S’agissant de la massification, qui est une voie nécessaire, le plan compte sur le développement de programmes massifiés de rénovations de bâtiments de même type. Cette démarche, inspirée par EnergieSprong, ne paraît toutefois pas intégrer les difficultés liées à cette approche, et demeure un peu théorique.
L’axe n°3 porte sur la rénovation des bâtiments publics et tertiaires. En premier lieu, 1,8 milliards d’euros de travaux devraient être engagés par l’Etat pour rénover en 5 ans 25% du parc immobilier de l’Etat. C’est une très bonne nouvelle si cet engagement est tenu car il permettra à l’Etat de se placer lui-même dans la dynamique qu’il impulse pour les autres mais pratique peu pour lui-même. Il reste à espérer que le secteur public local poursuivra ses efforts en ce sens et ne réduira pas son engagement du fait de la baisse des dotations publiques locales ; à cet effet, la Caisse des dépôts devrait mobiliser 3 milliards d’euros de prêts et fonds propres pour rénover les bâtiments des collectivités territoriales.
« Afin d’agir à grande échelle, seront déployées des nouvelles méthodes de financement des contrats de performance énergétique permettant de confier la rénovation à des entreprises engagées sur un niveau d’ambition d’économie d’énergie, entreprises qui se rémunéreront en grande partie sur les économies d’énergie» (communiqué de presse des ministres).
Cette démarche a déjà été initiée par le Plan Bâtiment Durable et la Caisse des Dépôts en octobre dernier en vue de la rénovation des bâtiments éducatifs.
Enfin, de façon assez classique mais très peu diserte, le plan se clôture par un axe n°4 relatif au renforcement des compétences et de l’innovation.
Au final, ce plan ne marque aucune rupture, ce qui est sans doute une bonne chose. Il manque néanmoins un souffle et une vision à même d’entrainer une mobilisation sociétale d’ampleur, du fait d’une approche encore trop technocratique et faiblement opérationnelle.

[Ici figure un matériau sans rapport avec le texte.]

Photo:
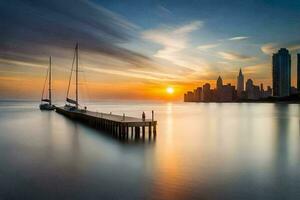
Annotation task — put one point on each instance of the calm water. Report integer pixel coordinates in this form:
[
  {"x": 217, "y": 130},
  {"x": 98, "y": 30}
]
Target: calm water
[{"x": 202, "y": 151}]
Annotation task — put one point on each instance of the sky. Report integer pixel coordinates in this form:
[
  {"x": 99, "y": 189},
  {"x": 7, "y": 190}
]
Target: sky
[{"x": 136, "y": 49}]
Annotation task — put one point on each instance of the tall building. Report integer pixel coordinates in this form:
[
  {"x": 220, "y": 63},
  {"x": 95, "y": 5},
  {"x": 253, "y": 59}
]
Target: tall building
[
  {"x": 298, "y": 72},
  {"x": 198, "y": 94},
  {"x": 253, "y": 91},
  {"x": 206, "y": 92},
  {"x": 219, "y": 84},
  {"x": 281, "y": 73},
  {"x": 240, "y": 83}
]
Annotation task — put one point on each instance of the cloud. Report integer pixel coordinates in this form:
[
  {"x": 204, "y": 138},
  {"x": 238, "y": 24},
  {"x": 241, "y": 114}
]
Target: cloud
[
  {"x": 34, "y": 28},
  {"x": 175, "y": 46},
  {"x": 234, "y": 56},
  {"x": 207, "y": 46},
  {"x": 271, "y": 48},
  {"x": 238, "y": 38}
]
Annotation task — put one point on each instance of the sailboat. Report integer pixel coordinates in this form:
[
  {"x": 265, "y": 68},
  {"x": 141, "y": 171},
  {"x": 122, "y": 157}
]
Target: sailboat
[
  {"x": 71, "y": 104},
  {"x": 46, "y": 103}
]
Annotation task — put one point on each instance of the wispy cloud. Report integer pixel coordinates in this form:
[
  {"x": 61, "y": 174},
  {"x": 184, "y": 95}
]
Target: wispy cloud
[
  {"x": 59, "y": 24},
  {"x": 234, "y": 56},
  {"x": 207, "y": 46},
  {"x": 238, "y": 38},
  {"x": 175, "y": 44},
  {"x": 271, "y": 48}
]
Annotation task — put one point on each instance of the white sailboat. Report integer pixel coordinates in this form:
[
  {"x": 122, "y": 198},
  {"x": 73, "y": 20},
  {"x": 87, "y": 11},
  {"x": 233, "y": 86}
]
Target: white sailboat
[{"x": 46, "y": 103}]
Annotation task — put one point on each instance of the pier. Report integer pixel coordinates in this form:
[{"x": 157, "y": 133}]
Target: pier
[{"x": 123, "y": 127}]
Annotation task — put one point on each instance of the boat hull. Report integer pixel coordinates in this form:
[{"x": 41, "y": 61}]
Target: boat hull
[{"x": 47, "y": 107}]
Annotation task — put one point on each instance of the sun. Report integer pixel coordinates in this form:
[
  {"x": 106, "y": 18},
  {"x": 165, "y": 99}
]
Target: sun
[{"x": 170, "y": 90}]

On retiendra néanmoins que le plan renoue avec celui érigé au lendemain du Grenelle, qui avait largement porté ses fruits. Toute la question revient à se demander si ce plan Macron aura, dans la durée, l’accompagnement politique nécessaire et s’il bénéficiera sur les territoires d’une animation suffisamment reconnue, à l’instar du Plan bâtiment durable, pour en assurer l’efficacité.